TOES Role in Awakening Civil Society
Amy Davidsen brought our attention to the Solutions Site (solutions-alert.org) which we looked at as a model for our expanded Internet presence. The solutions site is created by HORIZON Communications, in collaboration with the United Nations Environment Programme, the United Nations Development Programme, the United Nations Population Fund, UNICEF, Harvard University, Yale University, and the International Development Research Centre (IDRC) of Canada.The partnerships that they have formed in creating this important Webpage is a model for how we can help do the same in the exploding world of NGO's. However, the site systematically avoids challenging neo-liberal economics, as well as avoiding solutions that promote subsistence practices that relieve development pressures created by the ecological footprints of affluent communities. This gives TOES a mission on the Web.
Whereas the Marxists never found out "how working class consciousness is possible", many claim that NGO's activating civil society have rediscovered the secret of solidarity. That is citizens organization's can foster mechanisms for social transformation and reintegration; where economic, social and civic entrepreneurs compete and co-operate to inform and bring services to excluded groups.
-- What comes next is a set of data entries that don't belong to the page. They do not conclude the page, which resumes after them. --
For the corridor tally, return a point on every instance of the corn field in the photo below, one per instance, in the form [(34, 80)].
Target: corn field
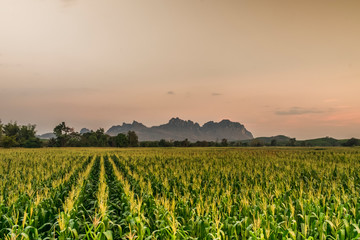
[(182, 193)]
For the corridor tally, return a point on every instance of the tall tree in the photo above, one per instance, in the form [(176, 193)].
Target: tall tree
[(62, 133)]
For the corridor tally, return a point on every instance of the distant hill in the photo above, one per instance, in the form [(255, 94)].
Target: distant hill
[(178, 129)]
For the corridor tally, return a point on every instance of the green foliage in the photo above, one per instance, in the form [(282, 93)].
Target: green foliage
[(180, 193)]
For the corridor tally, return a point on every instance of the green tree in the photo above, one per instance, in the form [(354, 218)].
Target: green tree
[(62, 133), (11, 129)]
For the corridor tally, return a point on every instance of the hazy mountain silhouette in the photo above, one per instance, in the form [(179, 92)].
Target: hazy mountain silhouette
[(178, 129)]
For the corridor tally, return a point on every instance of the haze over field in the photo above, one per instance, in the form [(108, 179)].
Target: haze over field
[(278, 67)]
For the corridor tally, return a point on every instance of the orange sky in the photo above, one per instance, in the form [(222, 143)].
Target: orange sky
[(279, 67)]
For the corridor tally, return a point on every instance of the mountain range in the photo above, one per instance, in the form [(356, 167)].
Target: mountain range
[(178, 129)]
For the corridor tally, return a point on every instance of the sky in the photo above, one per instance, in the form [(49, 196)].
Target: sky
[(278, 67)]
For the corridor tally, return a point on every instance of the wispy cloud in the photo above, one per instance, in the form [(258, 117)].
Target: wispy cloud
[(298, 111)]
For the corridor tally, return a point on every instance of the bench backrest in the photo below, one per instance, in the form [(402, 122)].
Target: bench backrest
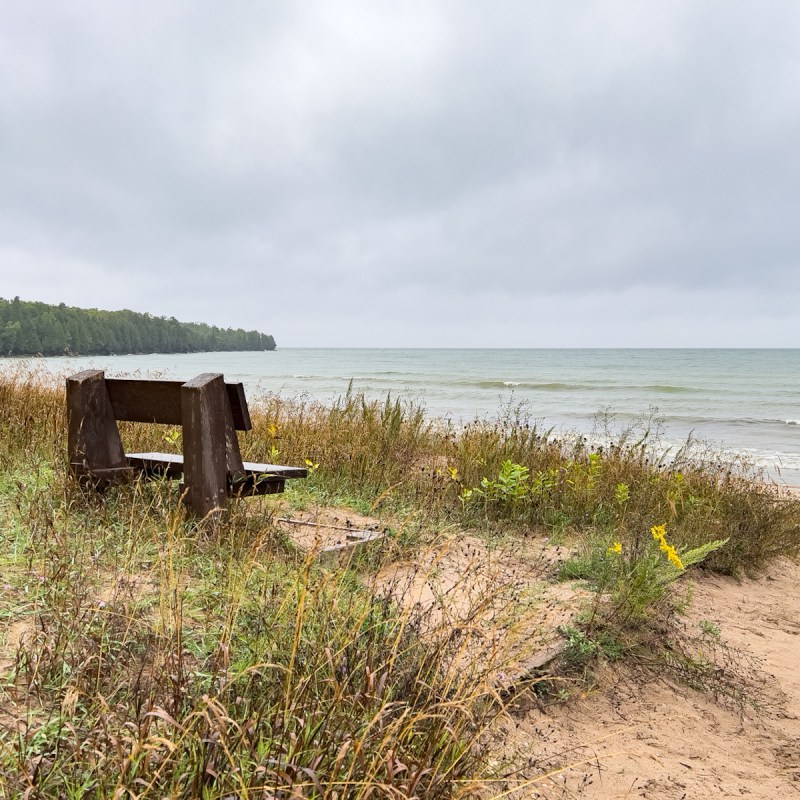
[(135, 400)]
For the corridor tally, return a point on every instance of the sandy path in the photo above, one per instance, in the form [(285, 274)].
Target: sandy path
[(641, 736)]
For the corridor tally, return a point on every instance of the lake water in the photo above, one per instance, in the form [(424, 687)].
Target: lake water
[(745, 401)]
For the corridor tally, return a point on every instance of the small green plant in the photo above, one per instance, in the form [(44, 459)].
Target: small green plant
[(631, 579)]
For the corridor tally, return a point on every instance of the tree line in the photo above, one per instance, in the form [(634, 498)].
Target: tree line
[(28, 328)]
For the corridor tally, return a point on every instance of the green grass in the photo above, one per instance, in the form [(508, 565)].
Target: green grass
[(154, 659)]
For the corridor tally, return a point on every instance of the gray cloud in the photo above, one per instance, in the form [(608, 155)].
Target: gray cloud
[(409, 173)]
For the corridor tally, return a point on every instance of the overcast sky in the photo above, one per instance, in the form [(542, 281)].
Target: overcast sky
[(520, 173)]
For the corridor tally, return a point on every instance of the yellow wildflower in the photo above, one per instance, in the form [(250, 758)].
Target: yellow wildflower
[(658, 531), (659, 534), (674, 558)]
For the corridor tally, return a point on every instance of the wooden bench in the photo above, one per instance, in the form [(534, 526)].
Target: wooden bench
[(210, 412)]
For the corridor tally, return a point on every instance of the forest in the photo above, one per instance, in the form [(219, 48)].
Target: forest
[(30, 328)]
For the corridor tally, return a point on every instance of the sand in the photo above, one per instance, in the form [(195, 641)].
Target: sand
[(643, 734)]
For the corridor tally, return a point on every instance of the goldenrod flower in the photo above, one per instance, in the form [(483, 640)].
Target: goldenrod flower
[(659, 534), (658, 531), (674, 559)]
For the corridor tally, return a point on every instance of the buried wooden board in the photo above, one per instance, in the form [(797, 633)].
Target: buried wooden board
[(333, 537), (501, 601)]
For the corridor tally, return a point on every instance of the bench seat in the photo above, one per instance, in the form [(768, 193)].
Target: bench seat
[(257, 478)]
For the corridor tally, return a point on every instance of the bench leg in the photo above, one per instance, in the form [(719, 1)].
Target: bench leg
[(203, 406), (96, 457)]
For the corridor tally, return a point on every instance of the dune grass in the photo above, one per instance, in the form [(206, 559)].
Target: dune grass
[(144, 657)]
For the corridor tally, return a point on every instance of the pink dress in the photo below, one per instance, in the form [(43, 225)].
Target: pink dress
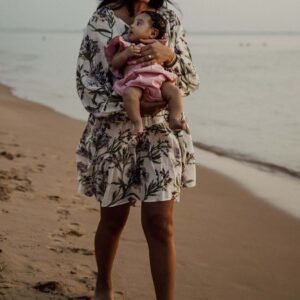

Renewing social cohesion that increases criticality while also fostering trust and civility is crucial in the coming fundamentalist legitimated corporate regime of the Bush administration.
This social glue has been called "social capital" by Robert Putnam. Social Capital creates mutually respectful, trusting relationships among citizens and work forces and facilitates active dialogue and optimal sharing of relevant information. The important point is that this form of socio-cultural reintegration is essential for reversing the political arrangements to create what has been called "Cosmopolitan Localism". That is, wherever citizens are aware that communities can invest, contract, zone, tax, lobby and thus learn how bottom up politics can influence the national polity initiatives- they can make a difference.
Can we help extend this social capital formation essential for Cosmopolitan Localism to wider and wider networks in the context of the "compassionate conservatism"? Relevant in this context is
Jenn Crawford's description of the activities of the Integrative Strategies Forum as interacting with several NGO initiatives, such as: the Washington Community Indicators Project, U.S. Citizens for Sustainable Development (CITNET; website - www.citnet.org) and its nine regional groups that try to link local sectors to the national movements. Related activities include diffusion of information about global warming, energy, community report cards, local agenda 21 implementations, etc. All these integrative strategies are oriented to preparing for the 20001 CSD #9 in April.
As a voluntary organization TOES has walked our talk in that we like each other and have a track record of pulling together what is needed, when it is needed. In the dominant world of individualistic competition these are real indicators of sustainability.
How can we become more effective in co-operating with the groups mentioned above and many others too? How can TOES/US create a wider public diffusion of TOES discourse and support for alternatives?